Back to my life. I begin with an account of growing up in Scranton, Pennsylvania at the same time as Joe Biden—in fact we are the same age. I describe the many influences on my early life—my Jewish parents escaping from Nazi Germany in the nick of time, arriving in New York City with only $5 in their pockets; the death of my (highly gifted) only sibling, when my mother was pregnant with me, and the resultant feeling that I was a ‘replacement child’—indeed, for a while, according to them, the only entity that kept my parents alive.
In those early days, I acquired my love of music, my fascination with the written word, and various compensations for a potpourri of visual problems. I speculate about the sources of my most enduring intellectual interests, as well as my critical attitude toward psychological tests. I describe valued mentors, as well as tormentors and anti-mentors. Most important, I detail how I became fascinated by the human mind—to whose study I’ve devoted my scholarly life.
Why, nearing my 9th decade, did I feel the need to understand my own mind? Because I realized that my theory of “multiple intelligences”—for which I am best known—does not explain well my own ways of thinking and performing.
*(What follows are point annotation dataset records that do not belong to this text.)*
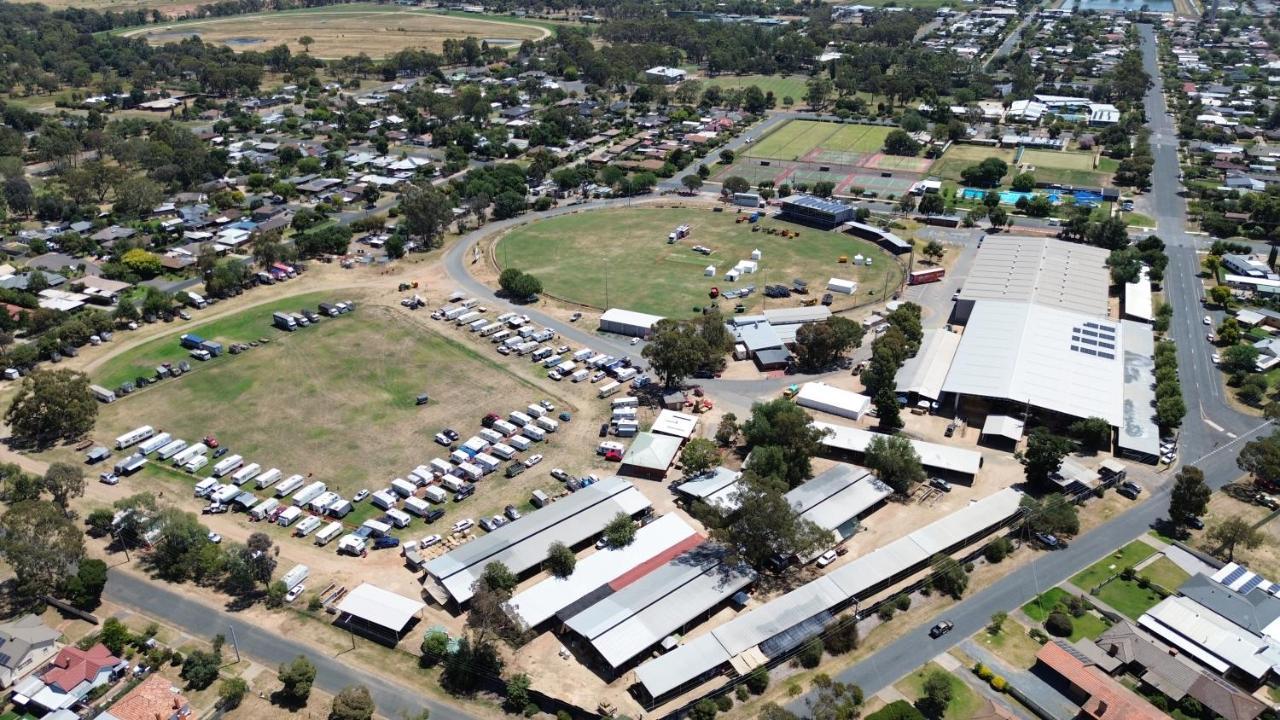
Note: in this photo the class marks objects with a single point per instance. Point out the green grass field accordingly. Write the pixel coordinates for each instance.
(798, 139)
(960, 156)
(336, 400)
(781, 86)
(621, 259)
(1132, 554)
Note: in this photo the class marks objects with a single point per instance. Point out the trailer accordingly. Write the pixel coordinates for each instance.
(295, 577)
(135, 437)
(288, 516)
(417, 506)
(383, 499)
(400, 518)
(246, 473)
(309, 493)
(307, 525)
(228, 465)
(170, 449)
(328, 533)
(182, 458)
(288, 484)
(352, 545)
(131, 464)
(268, 478)
(264, 509)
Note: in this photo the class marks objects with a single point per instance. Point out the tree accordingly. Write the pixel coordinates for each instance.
(620, 532)
(767, 525)
(676, 350)
(949, 575)
(1191, 495)
(1092, 432)
(1054, 515)
(200, 669)
(1233, 532)
(821, 345)
(698, 456)
(296, 678)
(1045, 454)
(231, 693)
(498, 577)
(561, 560)
(352, 702)
(781, 423)
(85, 588)
(899, 142)
(41, 546)
(895, 463)
(50, 406)
(936, 693)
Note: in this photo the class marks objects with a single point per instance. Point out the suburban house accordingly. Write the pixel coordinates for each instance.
(26, 643)
(72, 675)
(154, 698)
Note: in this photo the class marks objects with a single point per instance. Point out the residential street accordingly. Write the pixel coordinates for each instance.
(1210, 438)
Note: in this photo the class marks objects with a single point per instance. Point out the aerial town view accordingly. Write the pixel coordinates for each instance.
(639, 359)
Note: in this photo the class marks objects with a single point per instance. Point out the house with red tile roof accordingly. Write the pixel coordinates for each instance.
(154, 698)
(1098, 695)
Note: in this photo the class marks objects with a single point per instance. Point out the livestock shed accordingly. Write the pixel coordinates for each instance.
(378, 614)
(627, 322)
(657, 542)
(809, 210)
(944, 459)
(833, 400)
(768, 632)
(522, 546)
(650, 455)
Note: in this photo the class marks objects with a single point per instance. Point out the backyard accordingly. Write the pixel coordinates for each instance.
(639, 270)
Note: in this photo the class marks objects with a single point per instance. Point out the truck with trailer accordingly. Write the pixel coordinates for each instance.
(135, 436)
(246, 473)
(309, 493)
(328, 533)
(228, 465)
(926, 276)
(295, 577)
(288, 484)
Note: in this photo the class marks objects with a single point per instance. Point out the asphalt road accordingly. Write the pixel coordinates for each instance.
(332, 673)
(1210, 440)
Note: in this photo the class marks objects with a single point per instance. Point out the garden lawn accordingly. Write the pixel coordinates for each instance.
(1132, 554)
(964, 700)
(621, 259)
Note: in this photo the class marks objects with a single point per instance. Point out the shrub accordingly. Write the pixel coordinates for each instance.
(1059, 624)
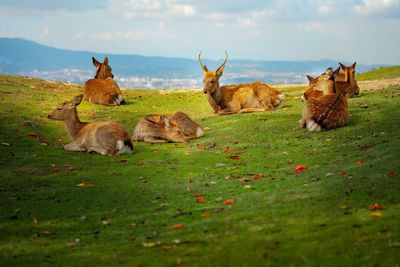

I am, and since early childhood have been, a synthesizer. I read (and observe and converse) widely; I reflect on this information and try to ‘connect’ the dots; I discover new questions and ideas, and try to integrate them with one another and with what I had earlier thought. I arrive at a major question or project and bring all of that accumulated information to bear on it. I organize and re-organize that information multiple times. I try out the tentative syntheses on friends and friendly critics. And at last, I go public, typically in a book form—though I have also written hundreds of blogs and well over 1000 scholarly and more popular articles.
So that’s my synthesizing mind. But I agree with the Nobel Laureate in Physics Murray Gell-Mann, who once said: “In the 21st century, the most important kind of mind will be the synthesizing mind.” In the memoir, I describe how that mind works. But I also claim that psychology has largely dropped the ball on how synthesizing operates; and that’s because it’s too unwieldly a capacity to simulate in a laboratory experiment or to probe via a short answer test. Accordingly, in the concluding chapters, I offer my own primer on how to develop and educate a synthesizing mind.